Затем инициализируйте пул процессов с максимальной емкостью 2. Затем мы вызываем пул процессовsubmitспособ отправки задачи. Хорошо, здесь наступает интересный момент, мы звонимsubmitПосле метода получается специальная переменная, котораяFutureЭкземпляр класса, представляющий операцию, которая должна быть завершена в будущем. Другими словами, когдаsubmitвозвращениеFutureНапример, наша задача может быть не завершена, мы можем вызватьFutureв случаеdoneметод, чтобы получить статус выполнения текущей задачи, если задача завершается, мы можем передатьresultметод для получения возвращаемого результата. Если мы хотим отменить задачу по какой-либо причине при выполнении последующей логики, мы можем вызватьcancelспособ отменить текущую задачу.

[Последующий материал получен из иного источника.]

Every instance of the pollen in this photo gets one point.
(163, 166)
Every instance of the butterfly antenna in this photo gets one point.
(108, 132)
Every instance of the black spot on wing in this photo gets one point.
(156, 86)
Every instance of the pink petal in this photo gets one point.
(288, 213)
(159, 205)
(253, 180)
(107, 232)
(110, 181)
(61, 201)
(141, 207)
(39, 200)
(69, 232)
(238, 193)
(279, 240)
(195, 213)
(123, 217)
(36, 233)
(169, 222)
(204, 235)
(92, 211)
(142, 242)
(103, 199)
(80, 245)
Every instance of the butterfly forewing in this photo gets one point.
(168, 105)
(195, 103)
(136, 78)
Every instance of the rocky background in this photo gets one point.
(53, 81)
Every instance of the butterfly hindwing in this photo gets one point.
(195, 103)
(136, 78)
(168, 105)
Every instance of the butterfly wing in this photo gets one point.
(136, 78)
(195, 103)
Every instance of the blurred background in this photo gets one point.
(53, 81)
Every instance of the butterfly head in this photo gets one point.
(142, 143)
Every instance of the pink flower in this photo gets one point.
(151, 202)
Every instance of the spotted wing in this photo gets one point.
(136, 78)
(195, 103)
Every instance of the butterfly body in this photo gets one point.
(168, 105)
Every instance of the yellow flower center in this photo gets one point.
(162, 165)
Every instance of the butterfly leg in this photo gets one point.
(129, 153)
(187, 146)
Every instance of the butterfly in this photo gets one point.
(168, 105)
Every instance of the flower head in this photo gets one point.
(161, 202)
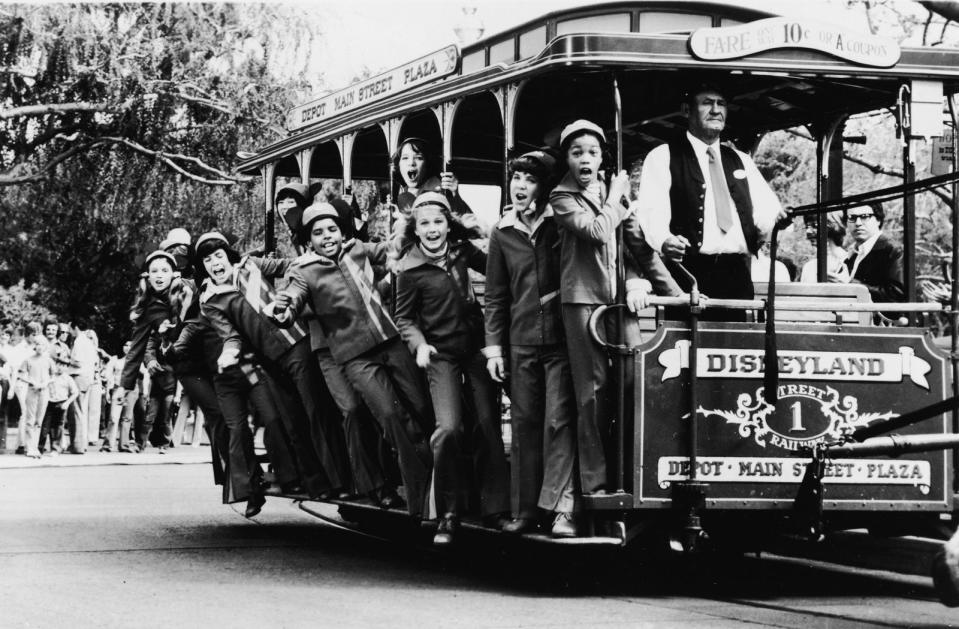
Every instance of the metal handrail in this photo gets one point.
(819, 306)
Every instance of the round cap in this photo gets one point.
(319, 210)
(436, 199)
(159, 253)
(176, 236)
(211, 236)
(545, 159)
(581, 125)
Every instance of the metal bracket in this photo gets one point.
(807, 506)
(689, 502)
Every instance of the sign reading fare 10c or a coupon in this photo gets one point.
(405, 77)
(732, 42)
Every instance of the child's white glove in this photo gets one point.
(226, 360)
(423, 353)
(496, 367)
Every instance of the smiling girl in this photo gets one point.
(235, 295)
(150, 308)
(524, 337)
(589, 215)
(442, 323)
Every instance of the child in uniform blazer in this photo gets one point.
(234, 300)
(442, 323)
(524, 331)
(589, 214)
(337, 280)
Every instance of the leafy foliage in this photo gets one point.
(121, 121)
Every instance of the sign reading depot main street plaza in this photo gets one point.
(419, 72)
(750, 450)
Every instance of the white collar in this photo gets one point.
(700, 147)
(864, 249)
(511, 219)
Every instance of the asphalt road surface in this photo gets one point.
(150, 546)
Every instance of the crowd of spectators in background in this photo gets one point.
(63, 393)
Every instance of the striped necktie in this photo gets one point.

Теперь возникает новый вопрос, что нам делать, если мы хотим отправить много задач?concurrent.futureпредоставляет намmapметод, облегчающий нам добавление задач в пакетах.

import concurrent.futures
import requests

task_url = [('http://www.baidu.com', 40), ('http://example.com/', 40), ('https://www.github.com/', 40)]


def load_url(params: tuple):
    return requests.get(params[0], timeout=params[1]).text


if __name__ == '__main__':
    with concurrent.futures.ProcessPoolExecutor(max_workers=3) as executor:
        for url, data in zip(task_url, executor.map(load_url, task_url)):
            print('%r page is %d bytes' % (url, len(data)))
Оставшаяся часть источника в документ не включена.